T: Alright, so The Boy and the Fish, that's one that I did as a self-portrait and I was feeling pretty under water. I don't know. My head was in a pretty under water space. So I put a little fish in there, and some bright colors. That one's not as exciting.

T: The Girl with the Secret, that was a painting I did of this model from a magazine, but my friend was going through a hard time so I drew a picture for her.

T: Self-Portrait is pretty self-explanatory.

T: The Breakup, that's a picture of this guy having his heart pierced all the way through and I was going through a pretty bad breakup in that one. I won't go into the juicy details on that but I was definitely feeling very heartbroken so that's kind of a representation of my emotions.

T: The Boys Kissing, that was for a show I did in L.A. I did it in two days. It's 6 feet by 6 feet. I locked myself in my room and just went to town on it.

J: Your friend was telling me that some gay men were critiquing it for being too forward.

T: I did a series of homo-erotic art with cum mandalas and I did it for a chocolate-in-art show down at the SoMa Art Center and so many people loved it, but this queer couple came up and they just said it was really inappropriate and I like to stand in the back and listen to what people have to say to get a real feeling for it. I walked up to them and I was like, "Hey, so, you don't like this one?" And they were like, "Oh no, it's great! I love it!" I said, "It's OK, art is supposed to be provocative and make you feel something." So many people loved it but the gay couple didn't really love it.

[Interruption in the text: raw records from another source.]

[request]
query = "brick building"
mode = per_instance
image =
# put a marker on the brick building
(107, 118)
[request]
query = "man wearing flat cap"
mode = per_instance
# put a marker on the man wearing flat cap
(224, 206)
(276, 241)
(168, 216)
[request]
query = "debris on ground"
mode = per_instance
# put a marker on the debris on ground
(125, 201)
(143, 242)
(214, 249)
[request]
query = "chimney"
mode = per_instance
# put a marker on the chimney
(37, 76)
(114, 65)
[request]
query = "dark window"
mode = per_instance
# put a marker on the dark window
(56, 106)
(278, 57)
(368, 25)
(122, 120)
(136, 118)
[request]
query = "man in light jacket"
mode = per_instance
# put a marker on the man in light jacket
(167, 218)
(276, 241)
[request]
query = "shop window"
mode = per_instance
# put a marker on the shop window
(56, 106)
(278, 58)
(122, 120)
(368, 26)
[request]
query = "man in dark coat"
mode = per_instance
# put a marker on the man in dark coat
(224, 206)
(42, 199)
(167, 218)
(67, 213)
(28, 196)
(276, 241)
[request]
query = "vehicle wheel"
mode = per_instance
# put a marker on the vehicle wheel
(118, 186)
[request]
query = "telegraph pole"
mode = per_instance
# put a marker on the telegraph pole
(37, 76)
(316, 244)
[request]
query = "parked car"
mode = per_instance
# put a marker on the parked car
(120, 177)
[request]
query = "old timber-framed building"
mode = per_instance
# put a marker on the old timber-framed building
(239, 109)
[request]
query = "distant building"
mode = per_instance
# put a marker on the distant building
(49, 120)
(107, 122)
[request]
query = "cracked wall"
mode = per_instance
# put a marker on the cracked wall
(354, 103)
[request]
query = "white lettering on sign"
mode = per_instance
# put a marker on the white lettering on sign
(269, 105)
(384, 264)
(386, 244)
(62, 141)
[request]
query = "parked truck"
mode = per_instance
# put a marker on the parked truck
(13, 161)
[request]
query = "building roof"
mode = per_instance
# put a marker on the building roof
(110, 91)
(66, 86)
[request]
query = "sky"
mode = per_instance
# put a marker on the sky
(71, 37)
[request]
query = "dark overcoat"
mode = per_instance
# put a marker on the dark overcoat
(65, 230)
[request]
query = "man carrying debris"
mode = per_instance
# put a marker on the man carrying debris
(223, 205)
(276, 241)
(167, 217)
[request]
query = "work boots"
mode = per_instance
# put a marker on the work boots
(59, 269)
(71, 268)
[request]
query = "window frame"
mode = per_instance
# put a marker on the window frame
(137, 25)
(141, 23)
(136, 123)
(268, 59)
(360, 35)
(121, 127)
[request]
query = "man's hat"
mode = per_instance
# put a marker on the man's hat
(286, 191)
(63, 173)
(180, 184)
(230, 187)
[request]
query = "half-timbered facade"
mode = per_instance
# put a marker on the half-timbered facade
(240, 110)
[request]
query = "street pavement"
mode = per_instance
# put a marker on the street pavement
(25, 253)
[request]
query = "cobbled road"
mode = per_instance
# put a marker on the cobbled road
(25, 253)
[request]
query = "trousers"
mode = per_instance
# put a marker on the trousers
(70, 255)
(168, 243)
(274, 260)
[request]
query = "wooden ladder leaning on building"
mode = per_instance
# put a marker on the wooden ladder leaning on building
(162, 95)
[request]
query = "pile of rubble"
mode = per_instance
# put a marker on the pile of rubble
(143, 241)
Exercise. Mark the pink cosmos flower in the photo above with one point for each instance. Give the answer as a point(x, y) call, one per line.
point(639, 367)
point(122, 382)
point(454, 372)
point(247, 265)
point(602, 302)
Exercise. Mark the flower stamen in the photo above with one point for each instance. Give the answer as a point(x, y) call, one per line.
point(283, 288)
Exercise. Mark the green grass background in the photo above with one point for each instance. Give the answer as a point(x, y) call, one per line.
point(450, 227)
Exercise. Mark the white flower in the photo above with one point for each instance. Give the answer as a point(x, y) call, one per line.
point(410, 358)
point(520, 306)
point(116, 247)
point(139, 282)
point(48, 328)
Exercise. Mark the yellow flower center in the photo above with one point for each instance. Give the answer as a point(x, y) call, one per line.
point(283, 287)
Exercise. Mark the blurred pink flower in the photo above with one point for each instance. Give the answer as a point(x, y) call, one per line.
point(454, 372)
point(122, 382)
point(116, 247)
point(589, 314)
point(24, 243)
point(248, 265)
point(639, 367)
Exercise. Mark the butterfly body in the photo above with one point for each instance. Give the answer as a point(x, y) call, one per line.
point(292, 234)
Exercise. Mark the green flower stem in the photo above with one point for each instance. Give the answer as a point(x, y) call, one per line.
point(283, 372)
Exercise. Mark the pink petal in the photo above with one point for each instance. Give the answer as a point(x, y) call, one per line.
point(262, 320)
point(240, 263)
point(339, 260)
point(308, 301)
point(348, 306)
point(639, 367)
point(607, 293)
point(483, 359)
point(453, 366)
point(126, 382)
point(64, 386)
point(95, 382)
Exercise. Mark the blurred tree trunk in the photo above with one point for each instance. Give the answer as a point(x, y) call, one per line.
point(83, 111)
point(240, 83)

J: Isn't that weird that we are our own worst critics? And, Juniper, is that what that one is?

T: Uh, that's Jumper. This is a boy that my friend, Georgie, she was dating him and I had the biggest crush on him so I decided to draw a picture of him and he's just gorgeous. And that's what came about. So, it turns out he's not all the way straight.

J: Oooooh!

T: Not while they were together!

J: They never are.

T: Yeah, but I showed him that picture and that's what happened.

J: Ahh.

T: It was very flattering.

J: It is flattering to have someone draw you.

T: For sure! He was beautiful. He had two different colored eyes.

J: Oh, like a husky!

T: Yeah, like a little husky dog.

J: Aww!

T: So cute.

J: That's sweet.

T: I started doing this more expressive, controlled art. I've been splattering paint and using a straw to blow them in different directions.

J:  A regular Pollock, huh?

T: Yeah, and doing some controlled swirly line art. I'm not sure where I'm going with it yet, but it's there.

J: Well it's always a learning experience.

T: Yeah, yeah and Christina, Xtina, that's Christina Aguilera.

J: Oh, is it really?

T: Yeah, yeah. She came out with a new album and I really wanted to do something of her. I do a lot of pop art, lots of pop icons.

J: So like a mix between Pollock and... the Campbell's soup guy.

T: Warhol.

J: Yeah, Warhol.

T: Kinda, yeah. My big influence is M.C. Escher.

J: Oh, yeah, Escher's great.

T: Huge influence and I do love Andy Warhol, just for his pop art.

J: Yup, he was gender bending too.

T: Yeah.

J: Right on! Well, thank you for taking the time for the description.